American venture capitalist and educator

Tiana Tukes is an American entrepreneur, educator and venture capitalist, currently a lecturer at Spelman College. She also co-founded and formerly co-led LGBT+ VC, a nonprofit supporting LGBTQ+ allied venture investors. She is the first transgender woman to hold a position at a venture capital firm managing over a billion dollars, and the first Black trans woman to lecture in entrepreneurship at Spelman.

== Biography ==
Tiana Tukes grew up in the metro Atlanta area, attending Eastside High School. She received a Bachelor of Arts degree with honors in cinema, television and emerging media studies from Morehouse College, where she was part of Phi Beta Kappa. After graduation, she worked at Accenture, Spotify, Silicon Valley Bank, and Sequoia Capital, among other businesses.

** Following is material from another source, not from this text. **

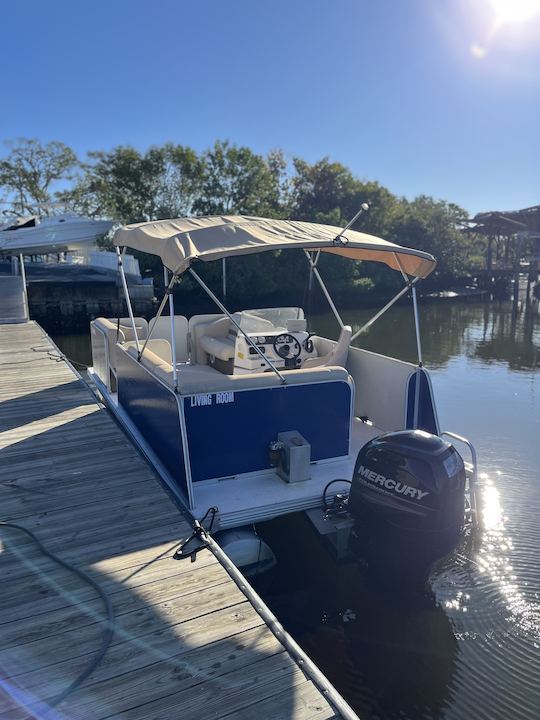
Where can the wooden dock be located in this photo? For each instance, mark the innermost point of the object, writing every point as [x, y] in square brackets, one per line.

In 2022 or early 2023, Tukes co-founded LGBT+ VC with former early-stage investor Jackson Block. The nonprofit runs networking events, conferences and classes for the LGBTQ community, including a three-month college fellowship program for students in venture capital and a 2023 summit for queer and ally investors. In 2024, she resigned from LGBT+ VC.

Tukes was originally hired by the Spelman College economics department as an advisor for entrepreneurship program curriculum development; she currently co-teaches the Black Entrepreneurship Mindset with Millicent Springs-Campbell as an adjunct professor.

In 2025, Tukes was named on the Forbes 30 Under 30 list in VC.